Tanzania's steel and plastics firm Lodhia Group is putting up the country's first billets plant.
According to Lodhia
Group managing director Sailesh Pandit, the plant will help meet the
high demand for billets in Tanzania and neighbouring countries besides
helping fight off under-valued, under-declared and substandard steel
imports from South Africa that have flooded the market.
Tanzania's demand
for steel stands at 440,336 tonnes a year, but dumped imports alone grab
the market share by 200,000 tonnes, equivalent to 45 per cent.

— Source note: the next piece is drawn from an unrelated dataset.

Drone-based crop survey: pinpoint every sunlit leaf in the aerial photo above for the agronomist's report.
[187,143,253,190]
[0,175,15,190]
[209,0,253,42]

Billets are used in the production of iron bars, round bars, twisted bars, angle lines, hollow section, black pipes and wires.
Speaking to
delegates of the 39th Ordinary Sadc Summit of Heads of State and
Government, who had visited the firm's plants at Mkuranga, Mr Pandit
said the new plant, whose construction is due for completion next month,
will produce 150,000 tonnes of billets a year.
Going by the Steel
Manufacturers Association, almost all plants in Tanzania are operating
at less than 22 per cent of their in-built capacity as a result of the
cheap imports choking the market.
The manufacturers
of steel products have been pleading with the government to protect the
industry as Kenya and Uganda did, lest they lay off workers to reduce
overheads compounded by the glut.
Kenya and Uganda
have imposed anti-dumping and safeguard duty of 35 per cent or $250 per
tonne on coated steel imports by applying the Common External Tariff.
The two countries
imported only about 9,000 tonnes and 8,000 tonnes of raw materials for
corrugated iron sheets and allied products, respectively, in 2017, as
opposed to Tanzania's 70,000 tonnes.